More on Opa-locka Florida – the city based on The Arabian Nights – from Miami New Times, apharisto ya Pedro -

"Miami Icons: Opa-locka City Hall, an Arabesque Dream in the Face of Urban Decay

picture by Karli Evans

 San Francisco has the Golden Gate Bridge. St. Louis has the Arch. Las Vegas has its retro welcome sign. It seems like every city has an iconic structure to represent itself to the rest of the world. Every city but Miami, that is. The Magic City is full of architectural gems, and maybe that's why no one building has come to define it. But that's left this town without a symbol of its own. In our Miami Icons series, we're aiming to fix that. Today, writer Abel Folgar argues that Opa-locka's City Hall is the perfect metaphor for Miami.

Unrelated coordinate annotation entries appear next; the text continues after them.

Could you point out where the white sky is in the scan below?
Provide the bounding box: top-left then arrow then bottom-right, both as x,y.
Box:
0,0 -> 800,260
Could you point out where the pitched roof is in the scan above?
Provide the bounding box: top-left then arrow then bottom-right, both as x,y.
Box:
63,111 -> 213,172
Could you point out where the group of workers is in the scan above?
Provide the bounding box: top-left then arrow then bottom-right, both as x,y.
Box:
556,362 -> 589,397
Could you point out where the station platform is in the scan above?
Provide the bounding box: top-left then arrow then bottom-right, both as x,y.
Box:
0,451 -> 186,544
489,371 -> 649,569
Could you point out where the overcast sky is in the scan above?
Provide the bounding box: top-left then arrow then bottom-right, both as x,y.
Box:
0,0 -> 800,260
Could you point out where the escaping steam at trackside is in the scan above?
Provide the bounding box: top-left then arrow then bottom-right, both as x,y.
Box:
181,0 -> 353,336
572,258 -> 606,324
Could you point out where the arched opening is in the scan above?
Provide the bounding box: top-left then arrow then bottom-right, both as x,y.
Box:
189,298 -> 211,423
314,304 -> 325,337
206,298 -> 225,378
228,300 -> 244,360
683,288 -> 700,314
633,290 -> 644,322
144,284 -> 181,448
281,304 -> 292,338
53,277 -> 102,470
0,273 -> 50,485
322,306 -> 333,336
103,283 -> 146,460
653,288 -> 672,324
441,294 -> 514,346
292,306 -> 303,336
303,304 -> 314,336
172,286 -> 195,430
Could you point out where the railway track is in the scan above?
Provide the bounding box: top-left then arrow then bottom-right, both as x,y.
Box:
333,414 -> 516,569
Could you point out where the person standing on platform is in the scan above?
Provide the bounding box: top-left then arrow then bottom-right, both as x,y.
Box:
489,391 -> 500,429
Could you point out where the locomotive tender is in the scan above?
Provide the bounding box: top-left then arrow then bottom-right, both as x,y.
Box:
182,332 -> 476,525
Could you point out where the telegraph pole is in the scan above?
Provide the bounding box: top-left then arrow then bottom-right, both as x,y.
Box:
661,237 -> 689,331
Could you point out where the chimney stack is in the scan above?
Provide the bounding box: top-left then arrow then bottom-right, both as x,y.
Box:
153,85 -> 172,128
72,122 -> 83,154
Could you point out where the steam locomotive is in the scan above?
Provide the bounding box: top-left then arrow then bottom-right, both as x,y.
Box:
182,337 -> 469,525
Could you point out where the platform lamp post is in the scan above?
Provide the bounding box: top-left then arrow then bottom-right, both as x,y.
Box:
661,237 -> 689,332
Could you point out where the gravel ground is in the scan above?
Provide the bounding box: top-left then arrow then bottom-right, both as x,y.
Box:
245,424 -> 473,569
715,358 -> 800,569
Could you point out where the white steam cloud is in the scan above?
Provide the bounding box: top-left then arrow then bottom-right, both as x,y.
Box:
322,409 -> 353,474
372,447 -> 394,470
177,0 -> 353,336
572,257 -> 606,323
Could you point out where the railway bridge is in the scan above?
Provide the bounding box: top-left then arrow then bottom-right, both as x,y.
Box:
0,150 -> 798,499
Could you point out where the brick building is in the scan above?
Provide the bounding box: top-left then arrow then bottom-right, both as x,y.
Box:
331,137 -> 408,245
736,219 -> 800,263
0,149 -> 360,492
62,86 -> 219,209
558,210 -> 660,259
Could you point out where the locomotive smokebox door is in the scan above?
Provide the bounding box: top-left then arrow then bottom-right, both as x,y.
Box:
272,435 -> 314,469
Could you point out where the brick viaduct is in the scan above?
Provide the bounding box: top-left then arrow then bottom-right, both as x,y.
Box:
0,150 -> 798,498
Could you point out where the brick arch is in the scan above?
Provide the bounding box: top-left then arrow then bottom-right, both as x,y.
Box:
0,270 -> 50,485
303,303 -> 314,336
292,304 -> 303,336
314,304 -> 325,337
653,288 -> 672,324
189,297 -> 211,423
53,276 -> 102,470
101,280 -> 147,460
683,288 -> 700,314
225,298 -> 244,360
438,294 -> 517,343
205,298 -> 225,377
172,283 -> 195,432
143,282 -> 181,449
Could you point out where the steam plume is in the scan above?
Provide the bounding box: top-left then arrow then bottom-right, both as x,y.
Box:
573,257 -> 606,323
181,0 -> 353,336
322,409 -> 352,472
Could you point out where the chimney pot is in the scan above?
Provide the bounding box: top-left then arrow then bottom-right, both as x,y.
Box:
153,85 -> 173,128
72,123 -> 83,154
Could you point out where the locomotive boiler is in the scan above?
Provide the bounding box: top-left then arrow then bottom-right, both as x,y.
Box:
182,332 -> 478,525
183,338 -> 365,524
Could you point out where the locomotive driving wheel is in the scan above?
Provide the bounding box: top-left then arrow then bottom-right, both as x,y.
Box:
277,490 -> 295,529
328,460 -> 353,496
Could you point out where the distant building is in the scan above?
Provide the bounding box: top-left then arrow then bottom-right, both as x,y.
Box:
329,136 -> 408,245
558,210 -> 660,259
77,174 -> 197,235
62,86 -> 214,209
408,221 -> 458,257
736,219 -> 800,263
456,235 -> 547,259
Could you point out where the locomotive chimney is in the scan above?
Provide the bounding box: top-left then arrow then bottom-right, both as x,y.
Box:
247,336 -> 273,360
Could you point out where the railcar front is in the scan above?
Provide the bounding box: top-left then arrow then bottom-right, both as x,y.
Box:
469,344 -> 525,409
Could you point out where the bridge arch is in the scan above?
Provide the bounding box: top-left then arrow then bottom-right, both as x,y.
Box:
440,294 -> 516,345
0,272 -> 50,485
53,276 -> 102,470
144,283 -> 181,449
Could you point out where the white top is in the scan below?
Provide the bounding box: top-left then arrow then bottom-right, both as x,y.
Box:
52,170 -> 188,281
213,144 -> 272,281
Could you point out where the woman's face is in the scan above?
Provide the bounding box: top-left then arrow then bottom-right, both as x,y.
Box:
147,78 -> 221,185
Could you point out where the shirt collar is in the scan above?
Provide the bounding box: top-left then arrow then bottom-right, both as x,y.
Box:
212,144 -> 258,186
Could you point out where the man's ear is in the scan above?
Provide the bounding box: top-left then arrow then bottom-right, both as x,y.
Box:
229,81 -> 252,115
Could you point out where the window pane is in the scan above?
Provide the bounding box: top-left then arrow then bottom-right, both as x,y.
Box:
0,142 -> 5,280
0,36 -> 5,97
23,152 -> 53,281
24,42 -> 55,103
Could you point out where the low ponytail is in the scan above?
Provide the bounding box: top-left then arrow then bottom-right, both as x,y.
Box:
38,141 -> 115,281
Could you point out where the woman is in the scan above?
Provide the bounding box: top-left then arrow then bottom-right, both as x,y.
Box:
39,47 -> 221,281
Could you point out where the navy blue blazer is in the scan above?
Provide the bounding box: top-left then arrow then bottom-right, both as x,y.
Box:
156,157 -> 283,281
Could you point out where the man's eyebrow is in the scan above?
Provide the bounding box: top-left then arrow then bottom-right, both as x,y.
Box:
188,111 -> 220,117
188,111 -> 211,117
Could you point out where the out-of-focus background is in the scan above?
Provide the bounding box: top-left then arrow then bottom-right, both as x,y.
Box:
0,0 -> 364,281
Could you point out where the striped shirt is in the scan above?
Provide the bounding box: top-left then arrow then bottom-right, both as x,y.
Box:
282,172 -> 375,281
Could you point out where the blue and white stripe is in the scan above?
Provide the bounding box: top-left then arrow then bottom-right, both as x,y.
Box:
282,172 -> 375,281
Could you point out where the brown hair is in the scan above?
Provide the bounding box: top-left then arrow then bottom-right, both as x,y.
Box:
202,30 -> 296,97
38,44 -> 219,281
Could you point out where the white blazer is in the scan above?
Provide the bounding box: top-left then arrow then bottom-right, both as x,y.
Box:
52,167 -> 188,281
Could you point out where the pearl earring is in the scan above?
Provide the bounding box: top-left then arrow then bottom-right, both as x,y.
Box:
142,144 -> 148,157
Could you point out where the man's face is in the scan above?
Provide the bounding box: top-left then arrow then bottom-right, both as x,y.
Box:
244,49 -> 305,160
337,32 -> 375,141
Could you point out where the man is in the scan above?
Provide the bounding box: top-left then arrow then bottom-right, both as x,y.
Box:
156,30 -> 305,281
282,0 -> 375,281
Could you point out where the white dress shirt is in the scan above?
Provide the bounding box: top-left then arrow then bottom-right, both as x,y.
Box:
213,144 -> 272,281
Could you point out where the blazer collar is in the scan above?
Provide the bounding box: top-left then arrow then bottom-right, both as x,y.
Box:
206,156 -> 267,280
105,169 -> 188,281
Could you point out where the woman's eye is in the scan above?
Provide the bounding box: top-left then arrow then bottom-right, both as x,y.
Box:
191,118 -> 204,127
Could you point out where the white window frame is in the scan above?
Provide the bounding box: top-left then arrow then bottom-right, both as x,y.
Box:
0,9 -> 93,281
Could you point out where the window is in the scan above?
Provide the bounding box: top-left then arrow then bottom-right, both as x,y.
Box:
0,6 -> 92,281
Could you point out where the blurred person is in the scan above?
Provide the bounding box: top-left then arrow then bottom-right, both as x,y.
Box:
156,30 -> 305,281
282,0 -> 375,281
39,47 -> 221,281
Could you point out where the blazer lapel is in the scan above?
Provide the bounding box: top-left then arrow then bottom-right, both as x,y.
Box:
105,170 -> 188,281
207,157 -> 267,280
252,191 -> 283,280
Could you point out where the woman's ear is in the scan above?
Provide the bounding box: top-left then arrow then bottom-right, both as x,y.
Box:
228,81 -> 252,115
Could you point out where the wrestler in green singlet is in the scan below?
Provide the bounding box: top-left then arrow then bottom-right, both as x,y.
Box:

------------------------------------------

Founded in 1926 by aviation pioneer Glenn Curtiss and fashioned by a bizarre penchant for the One Thousand and One Nights, Opa-locka is the largest architectural example of the Moorish Revival style in the west, with the city hall building being the flagship that arrows out to other structures in the city. The 1926 Great Miami Hurricane effectively destroyed South Florida, and the newly minted City of Opa-locka was not exempt. But a large majority of the buildings survived -- the mettle with which dreams are built."